Kaia’s eyes flick away. “She doesn’t know I’m here specifically.”

Of course.

I stare at her, the anger in me turning into something colder and more exhausted. “Kaia—”

“I know,” she cuts in, and her voice is sharp for a second, defensive. Then it softens immediately, like she regrets the edge. She drags a hand through her hair and winces when it pulls near the cut. “But if something surfaces near here…” Her eyes flick to mine. “…it’s more dangerous for you.”

The words wrap around my ribs and tighten until I can barely breathe. I laugh once, bitter and disbelieving, because what else am I supposed to do with that?

“Oh,” I say. “So you’re doing this whole… guardian angel routine now?”

Kaia flinches. “No, that’s not—”

“It is,” I insist, even as my throat tightens in a way that scares me. “You’re here. Alone. Bleeding. In an alley. Because you’ve decided I’m… what? Your responsibility?”

Kaia’s voice goes rough. “You’re a target.”

“And you think standing near me makes me less of one?” I snap. “That’s not how danger works. That’s not how anything works.”

Kaia holds my gaze, quiet and stubborn. “It’s how it works for me.”

My chest aches, sharp and stupid.

I hate her for making me feel things I don’t want.

I hate myself more for the tiny part of me that hears that sentence and remembers what it used to mean when she said things like that.

I swallow it down hard.

It shouldn’t. It shouldn’t matter. It shouldn’t make my chest ache in that familiar way.

But it does.

I hate it.

I step closer again, because my body keeps betraying me.

“Inside,” I say, sharp. “Now.”

Kaia doesn’t move.

“Inside,” I repeat, pointing at the door with the flashlight like I’m directing traffic. “Before you drip blood on yourself. Come on.”

Kaia’s lips twitch like she almost smiles. “Okay.”

I hate that, too.

I grab her hand without thinking and yank her through the back door into the diner. Kaia follows easily, letting me pull her like I’m still allowed.

The fluorescent lights make everything look too real. Her face is pale from adrenaline, hair slightly damp from fog, blood smeared at her hairline in a line that looks like an ugly accent mark.
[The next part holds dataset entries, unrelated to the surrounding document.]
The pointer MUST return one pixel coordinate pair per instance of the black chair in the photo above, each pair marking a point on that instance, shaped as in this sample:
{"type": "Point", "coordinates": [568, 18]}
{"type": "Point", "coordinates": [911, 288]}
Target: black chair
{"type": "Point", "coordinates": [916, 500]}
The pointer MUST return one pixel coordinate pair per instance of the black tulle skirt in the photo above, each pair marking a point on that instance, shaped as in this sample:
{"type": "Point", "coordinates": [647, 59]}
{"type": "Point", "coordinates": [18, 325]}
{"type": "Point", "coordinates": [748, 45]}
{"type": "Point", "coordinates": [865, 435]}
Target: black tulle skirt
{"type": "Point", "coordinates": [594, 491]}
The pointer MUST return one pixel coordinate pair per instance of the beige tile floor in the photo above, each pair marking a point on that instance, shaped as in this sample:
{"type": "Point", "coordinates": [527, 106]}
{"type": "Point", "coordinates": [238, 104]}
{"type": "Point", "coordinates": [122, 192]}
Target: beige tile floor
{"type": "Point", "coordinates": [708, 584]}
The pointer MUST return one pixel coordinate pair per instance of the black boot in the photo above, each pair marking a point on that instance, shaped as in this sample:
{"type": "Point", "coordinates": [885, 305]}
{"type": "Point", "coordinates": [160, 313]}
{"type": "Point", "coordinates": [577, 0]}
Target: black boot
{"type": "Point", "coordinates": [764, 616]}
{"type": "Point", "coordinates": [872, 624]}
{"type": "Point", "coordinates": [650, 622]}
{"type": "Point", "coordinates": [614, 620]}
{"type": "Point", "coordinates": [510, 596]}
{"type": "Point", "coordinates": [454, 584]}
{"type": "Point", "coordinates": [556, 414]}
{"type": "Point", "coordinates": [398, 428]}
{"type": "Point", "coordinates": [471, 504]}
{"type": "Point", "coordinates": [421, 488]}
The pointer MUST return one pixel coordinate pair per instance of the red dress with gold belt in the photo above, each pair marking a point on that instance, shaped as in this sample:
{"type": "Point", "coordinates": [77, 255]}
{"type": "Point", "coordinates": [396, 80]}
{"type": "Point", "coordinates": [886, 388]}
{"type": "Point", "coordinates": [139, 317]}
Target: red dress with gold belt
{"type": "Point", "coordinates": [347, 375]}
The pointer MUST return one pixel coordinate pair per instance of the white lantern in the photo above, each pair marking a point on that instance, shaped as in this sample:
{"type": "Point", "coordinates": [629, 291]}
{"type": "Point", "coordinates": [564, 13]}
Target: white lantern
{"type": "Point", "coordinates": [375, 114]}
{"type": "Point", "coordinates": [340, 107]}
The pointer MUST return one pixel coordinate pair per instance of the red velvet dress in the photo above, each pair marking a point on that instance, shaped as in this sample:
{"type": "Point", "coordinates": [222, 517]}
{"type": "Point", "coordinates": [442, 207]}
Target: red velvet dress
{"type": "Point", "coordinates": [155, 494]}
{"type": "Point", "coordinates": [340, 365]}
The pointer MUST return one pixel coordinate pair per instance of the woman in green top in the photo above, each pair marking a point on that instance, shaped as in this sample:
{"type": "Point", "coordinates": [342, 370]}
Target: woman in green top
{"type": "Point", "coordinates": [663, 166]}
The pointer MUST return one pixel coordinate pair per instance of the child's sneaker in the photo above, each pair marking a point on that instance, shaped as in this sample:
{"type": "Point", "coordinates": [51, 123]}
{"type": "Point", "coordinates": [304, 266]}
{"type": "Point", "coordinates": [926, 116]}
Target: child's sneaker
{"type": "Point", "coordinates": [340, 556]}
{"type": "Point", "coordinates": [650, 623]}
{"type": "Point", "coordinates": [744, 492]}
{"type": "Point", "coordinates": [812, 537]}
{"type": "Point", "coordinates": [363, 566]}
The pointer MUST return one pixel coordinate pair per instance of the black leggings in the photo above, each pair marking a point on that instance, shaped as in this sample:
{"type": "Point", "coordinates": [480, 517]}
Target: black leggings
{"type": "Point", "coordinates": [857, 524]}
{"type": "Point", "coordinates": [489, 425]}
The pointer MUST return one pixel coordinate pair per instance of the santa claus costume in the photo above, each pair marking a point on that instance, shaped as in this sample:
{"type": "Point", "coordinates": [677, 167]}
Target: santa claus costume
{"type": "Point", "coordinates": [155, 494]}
I let go and nudge her toward the counter. “Sit.”

Kaia hesitates. “I really am fine.”

"Sit,” I repeat, already opening the cabinet under the register. “Or I’ll make you.”

Kaia settles onto the counter with a soft hop, hands braced behind her. She looks absurdly out of place perched there like a wounded angel in a hoodie.
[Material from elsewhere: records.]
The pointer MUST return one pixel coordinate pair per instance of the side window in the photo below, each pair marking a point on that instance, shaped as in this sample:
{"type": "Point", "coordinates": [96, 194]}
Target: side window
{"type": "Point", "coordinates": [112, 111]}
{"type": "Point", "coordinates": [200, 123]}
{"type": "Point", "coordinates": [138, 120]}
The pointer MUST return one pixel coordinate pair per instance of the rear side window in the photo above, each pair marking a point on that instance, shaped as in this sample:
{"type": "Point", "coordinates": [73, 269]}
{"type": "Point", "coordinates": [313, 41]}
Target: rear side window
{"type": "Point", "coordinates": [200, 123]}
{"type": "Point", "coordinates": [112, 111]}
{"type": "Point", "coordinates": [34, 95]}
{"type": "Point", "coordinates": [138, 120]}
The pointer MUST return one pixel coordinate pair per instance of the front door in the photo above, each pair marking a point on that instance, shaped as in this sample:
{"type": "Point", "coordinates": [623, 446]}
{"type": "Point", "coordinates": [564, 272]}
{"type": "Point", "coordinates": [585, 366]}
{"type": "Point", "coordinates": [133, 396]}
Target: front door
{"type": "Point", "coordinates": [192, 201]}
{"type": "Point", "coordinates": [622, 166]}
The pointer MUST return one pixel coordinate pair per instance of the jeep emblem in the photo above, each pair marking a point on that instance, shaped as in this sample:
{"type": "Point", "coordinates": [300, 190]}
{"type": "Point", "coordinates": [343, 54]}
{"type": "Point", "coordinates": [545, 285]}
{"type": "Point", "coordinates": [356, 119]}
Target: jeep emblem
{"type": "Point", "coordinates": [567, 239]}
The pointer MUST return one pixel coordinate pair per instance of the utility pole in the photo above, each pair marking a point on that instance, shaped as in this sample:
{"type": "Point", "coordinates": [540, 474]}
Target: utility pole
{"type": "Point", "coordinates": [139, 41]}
I yank out the first aid kit—red plastic, faded sticker, more used for burns and knife nicks than demon-slaying injuries—and slam it onto the counter like I'm filing a complaint with the universe.

Kaia watches it land, then lets out a soft, breathy sound that’s dangerously close to a laugh.
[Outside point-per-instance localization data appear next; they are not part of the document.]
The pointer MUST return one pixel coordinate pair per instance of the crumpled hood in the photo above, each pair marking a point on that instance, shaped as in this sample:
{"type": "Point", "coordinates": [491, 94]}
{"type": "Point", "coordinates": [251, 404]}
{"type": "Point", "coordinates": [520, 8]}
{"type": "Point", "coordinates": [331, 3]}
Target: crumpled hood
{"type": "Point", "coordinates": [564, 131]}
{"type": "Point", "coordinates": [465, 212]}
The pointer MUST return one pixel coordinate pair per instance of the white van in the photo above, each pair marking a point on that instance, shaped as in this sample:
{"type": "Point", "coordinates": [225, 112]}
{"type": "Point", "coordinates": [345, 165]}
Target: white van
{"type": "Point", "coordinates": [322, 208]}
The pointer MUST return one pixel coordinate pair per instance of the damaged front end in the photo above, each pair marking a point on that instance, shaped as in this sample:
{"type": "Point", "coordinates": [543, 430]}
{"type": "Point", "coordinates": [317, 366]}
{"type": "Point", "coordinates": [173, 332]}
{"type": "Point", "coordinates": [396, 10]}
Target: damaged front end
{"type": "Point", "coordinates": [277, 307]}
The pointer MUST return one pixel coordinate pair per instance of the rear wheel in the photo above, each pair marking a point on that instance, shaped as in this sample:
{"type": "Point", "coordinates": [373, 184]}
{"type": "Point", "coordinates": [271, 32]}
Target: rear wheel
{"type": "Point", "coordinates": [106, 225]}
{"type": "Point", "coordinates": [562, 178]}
“What?” I snap, already peeling open the latch.

Kaia’s mouth twitches. “Nothing. It’s just… it’s kind of nostalgic.”

I pause with the kit open. “Nostalgic?”

“Yeah,” she says, and there’s something gentle in her voice that I don’t want to hear. “You always had that thing. The kit. The wipes. The… ‘sit down and let me handle it’ routine.”

I glare up at her. “It’s called basic first aid.”

Kaia tilts her head, eyes warm for one reckless second. “It’s called you mothering me.”

“I did not mother you.”

“You did,” she insists softly. “You don’t look bossy at first glance, but you are. Secretly.”

I scoff, but it comes out weaker than I mean. “I’m not bossy.”

Kaia’s smile turns faintly smug. “You made Mrs. Harlan move my seat in tenth grade because you said the sun glare was ‘sabotaging my future.’”

My throat tightens.

Because she remembered that.

Because for a heartbeat, I can see it too—teenage Kaia in that stupid classroom, squinting into a blade of sunlight every day, and me marching up to Mrs. Harlan’s desk with righteous fury.

"She can’t see the board. She can’t see the notes. She’s going to fail because of glare. This is sabotage."

Mrs. Harlan stares at me like I'm insane.

Kaia stares at me with unbearable fondness.